I have read a few discussions about the difference between the Heisenberg model (using quantum spin operators) and Ising model (with spins $\pm 1$), notably this one or this Quora post.
All the responses seem to be of theoretical nature, highlighting, e.g., the difference in symmetry or the Mermin-Wagner theorem stating the Heisenberg model does have a phase transition at $d\leq 2$.
I am interested in practical aspects. Imagine I want to simulate some real material (let us consider a $3d$ lattice only). Even an undergraduate can write and run a Monte Carlo code simulating the Ising model a few hours. On the other hand, the Heisenberg model involves a true effort. Writing it requires immense knowledge, intuition and skill (constructing the Hamiltonian and total spin operators and computing the expectation values), and running it demands powerful computers even for a fairly low number of atoms and approximation schemes (see this review of methods).
Given the amount of effort, what is the justification for using the quantum Heisenberg model? What new vital features observed in experiment does it provide? If any, can they not be reproduced by the Ising model with vectorised but classical 3D spins, $-J \sum_{\langle ij\rangle} \mathbf S_i \cdot \mathbf S_j$?

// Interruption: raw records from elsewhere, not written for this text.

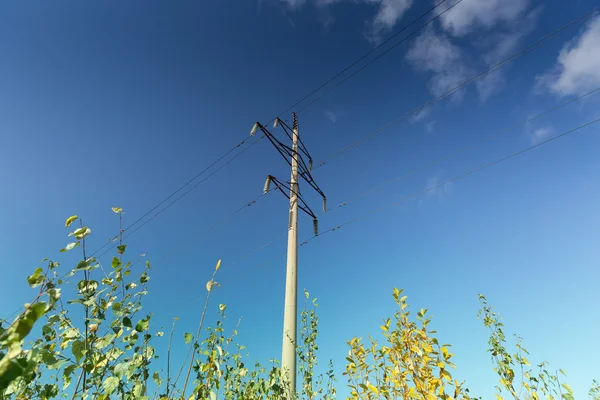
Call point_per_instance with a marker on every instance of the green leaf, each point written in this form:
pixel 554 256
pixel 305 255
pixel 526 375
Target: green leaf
pixel 82 232
pixel 70 220
pixel 187 337
pixel 156 379
pixel 142 325
pixel 70 246
pixel 138 390
pixel 110 385
pixel 104 341
pixel 37 278
pixel 78 349
pixel 24 324
pixel 373 388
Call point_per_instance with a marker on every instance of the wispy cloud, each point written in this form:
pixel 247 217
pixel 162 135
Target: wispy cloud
pixel 541 134
pixel 389 12
pixel 470 15
pixel 420 115
pixel 293 4
pixel 577 69
pixel 436 187
pixel 435 53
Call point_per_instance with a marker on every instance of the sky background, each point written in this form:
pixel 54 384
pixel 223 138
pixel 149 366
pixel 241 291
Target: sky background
pixel 120 103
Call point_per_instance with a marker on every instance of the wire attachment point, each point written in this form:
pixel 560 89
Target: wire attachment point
pixel 267 184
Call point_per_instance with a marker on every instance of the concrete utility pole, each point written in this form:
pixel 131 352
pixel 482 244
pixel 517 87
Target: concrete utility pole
pixel 300 169
pixel 290 316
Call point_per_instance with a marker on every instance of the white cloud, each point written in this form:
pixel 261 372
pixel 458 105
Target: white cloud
pixel 429 126
pixel 432 52
pixel 294 4
pixel 578 66
pixel 388 13
pixel 540 134
pixel 331 116
pixel 486 14
pixel 420 115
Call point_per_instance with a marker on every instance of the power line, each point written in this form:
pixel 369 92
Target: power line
pixel 174 201
pixel 365 56
pixel 434 187
pixel 463 149
pixel 461 86
pixel 288 109
pixel 404 39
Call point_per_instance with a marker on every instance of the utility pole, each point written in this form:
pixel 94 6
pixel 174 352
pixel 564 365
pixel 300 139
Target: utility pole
pixel 300 169
pixel 290 315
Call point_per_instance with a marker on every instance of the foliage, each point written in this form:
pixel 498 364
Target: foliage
pixel 532 383
pixel 100 345
pixel 410 365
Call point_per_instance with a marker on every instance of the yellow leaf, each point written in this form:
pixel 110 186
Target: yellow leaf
pixel 373 388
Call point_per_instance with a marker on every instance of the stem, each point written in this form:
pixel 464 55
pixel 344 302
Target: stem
pixel 87 315
pixel 198 335
pixel 169 358
pixel 121 255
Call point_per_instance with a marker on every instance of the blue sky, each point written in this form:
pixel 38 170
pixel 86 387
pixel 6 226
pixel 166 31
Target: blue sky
pixel 120 103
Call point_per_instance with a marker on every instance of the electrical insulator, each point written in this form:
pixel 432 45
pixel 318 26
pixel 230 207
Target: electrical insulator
pixel 267 184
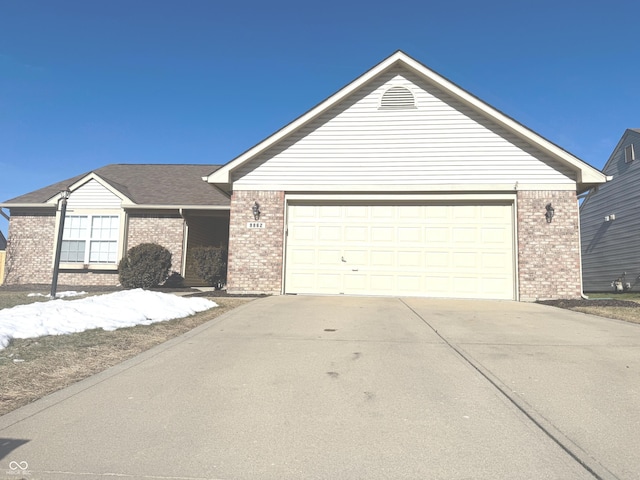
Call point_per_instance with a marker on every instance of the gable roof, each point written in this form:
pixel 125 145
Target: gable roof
pixel 140 185
pixel 587 176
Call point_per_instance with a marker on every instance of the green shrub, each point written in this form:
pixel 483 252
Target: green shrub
pixel 146 265
pixel 211 264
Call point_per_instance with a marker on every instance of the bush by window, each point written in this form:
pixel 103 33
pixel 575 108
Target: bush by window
pixel 145 266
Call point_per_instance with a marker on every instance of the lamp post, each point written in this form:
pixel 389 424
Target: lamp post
pixel 64 196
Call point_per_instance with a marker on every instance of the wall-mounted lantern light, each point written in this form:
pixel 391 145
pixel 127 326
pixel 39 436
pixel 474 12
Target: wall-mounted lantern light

Edit: To clarify that what I am trying to figure out is different from this question, I am not interested in theoretical features, but in practical/experimental results in three dimensions. That is, to what extent do Heisenberg/Ising models correctly predict:
- critical exponents of magnetisation, heat capacity and susceptibility,
- collective excitations (can these be captured by 3d Ising model?),
for a range of ferromagnetic materials, and where do they fail?